The Dadri lynching was communal in nature. There is little doubt about it. A mob composed of the majority community beat up and hurt members of the minority community after accusing them of a ‘crime’ they did not commit. Neither did Mohammad Akhlaq’s family have beef in their house nor did they deserve the fate they suffered if they had had beef in their house. This is a democracy, not a lawless land governed by mob mentality.
And while the incident had elements of sectarian politics in it, it would be illogical to ignore the religious elements of it. It was an incident of ‘Hindu vs. Muslim’ or ‘Majority vs. Minority’; one made possible by religious divides. Even today, 7 decades after independence, India is not truly secular and still suffers from religious tensions. We mustn’t avoid having this conversation just because it is uncomfortable one to have.
We must also remember that while the Dadri lynching is an important issue, it is not the personification of Indian secularism. Dadri does not symbolize the mindset of the Indian people. The mainstream media highlights the fact that a mob butchered an innocent man to death and beat up his family – they should highlight this, yes.

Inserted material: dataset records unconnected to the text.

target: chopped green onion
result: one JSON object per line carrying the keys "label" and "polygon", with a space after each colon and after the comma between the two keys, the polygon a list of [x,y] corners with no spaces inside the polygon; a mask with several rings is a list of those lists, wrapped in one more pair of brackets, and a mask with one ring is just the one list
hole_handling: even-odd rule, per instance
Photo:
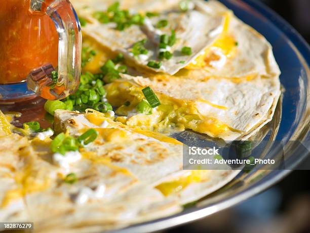
{"label": "chopped green onion", "polygon": [[44,105],[44,109],[51,115],[54,115],[55,111],[57,109],[66,109],[66,104],[59,100],[50,101],[48,100]]}
{"label": "chopped green onion", "polygon": [[87,20],[82,17],[80,17],[79,19],[80,20],[80,23],[81,24],[81,26],[82,26],[82,27],[85,27],[85,26],[86,26],[86,24],[87,24]]}
{"label": "chopped green onion", "polygon": [[72,184],[78,181],[78,178],[75,173],[68,174],[64,179],[65,183]]}
{"label": "chopped green onion", "polygon": [[188,0],[183,0],[179,3],[179,8],[183,12],[187,11],[189,8],[190,2]]}
{"label": "chopped green onion", "polygon": [[101,68],[101,70],[103,74],[106,75],[111,70],[114,70],[115,68],[115,65],[112,60],[108,60]]}
{"label": "chopped green onion", "polygon": [[113,70],[105,75],[104,80],[107,83],[110,83],[120,77],[119,71],[116,70]]}
{"label": "chopped green onion", "polygon": [[73,102],[71,100],[66,100],[64,102],[66,105],[66,110],[73,110]]}
{"label": "chopped green onion", "polygon": [[170,60],[173,56],[173,54],[169,51],[161,52],[159,54],[159,58],[160,59]]}
{"label": "chopped green onion", "polygon": [[71,136],[69,136],[63,140],[62,145],[60,146],[60,149],[61,151],[63,150],[65,153],[67,151],[78,151],[79,150],[79,146],[75,138]]}
{"label": "chopped green onion", "polygon": [[40,130],[40,123],[37,121],[31,121],[30,122],[24,123],[24,128],[29,128],[30,130],[34,131],[37,131]]}
{"label": "chopped green onion", "polygon": [[189,56],[191,55],[191,48],[190,47],[184,46],[182,48],[181,53],[183,55]]}
{"label": "chopped green onion", "polygon": [[141,25],[144,23],[144,17],[139,14],[134,15],[130,19],[130,23]]}
{"label": "chopped green onion", "polygon": [[152,108],[159,106],[161,105],[161,102],[149,86],[142,89],[142,91],[146,100]]}
{"label": "chopped green onion", "polygon": [[51,144],[51,150],[54,153],[59,151],[59,148],[66,137],[64,133],[61,133],[57,135]]}
{"label": "chopped green onion", "polygon": [[158,28],[161,28],[162,27],[166,27],[167,25],[168,25],[168,22],[167,20],[163,19],[162,20],[160,20],[157,22],[157,24],[156,24],[156,27],[157,27]]}
{"label": "chopped green onion", "polygon": [[157,62],[155,61],[150,61],[147,65],[149,67],[153,68],[154,69],[159,69],[162,66],[162,63]]}
{"label": "chopped green onion", "polygon": [[108,111],[112,111],[112,106],[108,103],[99,102],[94,106],[95,110],[100,111],[102,113],[106,113]]}
{"label": "chopped green onion", "polygon": [[111,6],[110,6],[107,9],[108,12],[117,12],[120,9],[120,3],[115,2]]}
{"label": "chopped green onion", "polygon": [[158,16],[159,15],[159,13],[157,12],[146,12],[146,17],[148,18],[151,18]]}
{"label": "chopped green onion", "polygon": [[50,127],[48,127],[47,129],[42,129],[42,132],[46,132],[47,131],[49,131],[49,130],[51,130],[53,132],[53,134],[54,134],[54,133],[55,133],[55,131],[53,130],[53,129],[52,128]]}
{"label": "chopped green onion", "polygon": [[172,46],[175,43],[176,41],[176,37],[175,36],[175,31],[174,30],[171,30],[171,35],[169,37],[169,41],[168,44]]}
{"label": "chopped green onion", "polygon": [[117,55],[116,57],[112,60],[114,63],[118,63],[119,62],[123,62],[124,60],[124,57],[123,54],[119,53]]}
{"label": "chopped green onion", "polygon": [[[161,35],[160,40],[160,40],[161,43],[162,43],[166,45],[169,42],[169,36],[165,34],[164,34]],[[165,47],[164,49],[166,49],[166,47]]]}
{"label": "chopped green onion", "polygon": [[98,132],[97,131],[94,129],[91,129],[78,137],[78,141],[82,145],[87,145],[96,140]]}
{"label": "chopped green onion", "polygon": [[109,16],[104,12],[95,12],[93,16],[101,23],[105,24],[110,22]]}
{"label": "chopped green onion", "polygon": [[150,115],[152,114],[152,108],[147,101],[142,100],[137,105],[137,111],[140,113]]}
{"label": "chopped green onion", "polygon": [[84,67],[89,62],[93,57],[96,55],[96,52],[89,47],[84,47],[82,50],[82,67]]}
{"label": "chopped green onion", "polygon": [[132,52],[134,56],[138,56],[140,54],[147,54],[148,51],[144,48],[144,44],[146,42],[145,39],[135,42],[132,49]]}
{"label": "chopped green onion", "polygon": [[160,43],[159,48],[166,49],[167,48],[167,44],[164,43]]}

But they should also highlight the fact that Akhlaq turned to his Hindu friend at this time of grave need, and this friend immediately alerted the police. They should also highlight the fact that Akhlaq’s Hindu and Muslim neighbours rushed to his rescue. The media should also highlight the fact that the Dadri mob does not represent Indians; they are an aberration, a group of bigots who are on the wrong side of history and on the wrong side of everything this country aspires to become.

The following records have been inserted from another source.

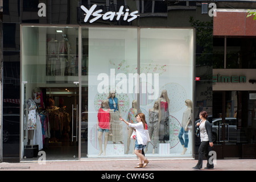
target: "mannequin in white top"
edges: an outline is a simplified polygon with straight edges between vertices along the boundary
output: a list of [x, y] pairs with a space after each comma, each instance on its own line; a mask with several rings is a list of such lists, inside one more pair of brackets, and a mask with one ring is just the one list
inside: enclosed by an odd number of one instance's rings
[[[184, 155], [187, 150], [188, 144], [188, 128], [189, 126], [192, 126], [192, 103], [191, 100], [188, 99], [185, 101], [185, 104], [187, 108], [183, 113], [181, 127], [179, 133], [179, 139], [183, 147], [183, 151], [181, 155]], [[183, 135], [184, 135], [185, 141], [183, 140]]]

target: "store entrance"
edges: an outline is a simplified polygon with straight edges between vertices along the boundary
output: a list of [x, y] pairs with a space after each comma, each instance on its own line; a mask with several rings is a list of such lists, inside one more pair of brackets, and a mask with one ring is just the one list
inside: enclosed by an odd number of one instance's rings
[[247, 92], [213, 92], [213, 150], [219, 159], [242, 158], [248, 143]]
[[79, 85], [69, 86], [38, 87], [26, 99], [23, 160], [78, 159]]

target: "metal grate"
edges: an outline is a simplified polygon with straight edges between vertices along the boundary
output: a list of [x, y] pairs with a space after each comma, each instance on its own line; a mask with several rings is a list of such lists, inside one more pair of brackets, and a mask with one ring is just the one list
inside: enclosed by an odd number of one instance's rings
[[243, 144], [242, 158], [256, 159], [256, 144]]

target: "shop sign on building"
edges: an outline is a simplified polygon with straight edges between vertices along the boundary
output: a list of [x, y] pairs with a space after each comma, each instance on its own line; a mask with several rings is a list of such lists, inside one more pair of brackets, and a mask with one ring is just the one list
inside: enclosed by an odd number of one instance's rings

Also, like everything these days, the Dadri incident has become political in nature. Politicians, the attention-seekers that some of them are, jumped into the controversy by either associating themselves with some of the players or making inflammatory statements. Even after this tragic incident their desire for political traction and media fame is greater than their human empathy. Only a day after the incident the headlines were hijacked by politicians blaming each other (and not suggesting solutions to ensure that such an incident never occurred again). The politicians who used the tension in Dadri and the suffering of the Akhlaq family to pander to their vote banks are – there is no other term for it – disgusting. One can only hope that these leaders don’t truly represent the sentiments of their constituents.
While debating about communalism we must accept the fact that there are fascist elements in all religious communities who want to disrupt the peace and order of our society. But they do NOT by any means represent the opinions of the rest of India. We are an incredibly diverse nation, and in spite of this we have sustained for 7 decades as one people. Countries with fewer differences in culture, language and religion have broken apart within months. A nation of 29 nations we are, with a dozen religions, a thousand languages and countless castes. But India has – and will – endure. We must never forget this, and our leaders should never stop striving to make this country a more perfect Union.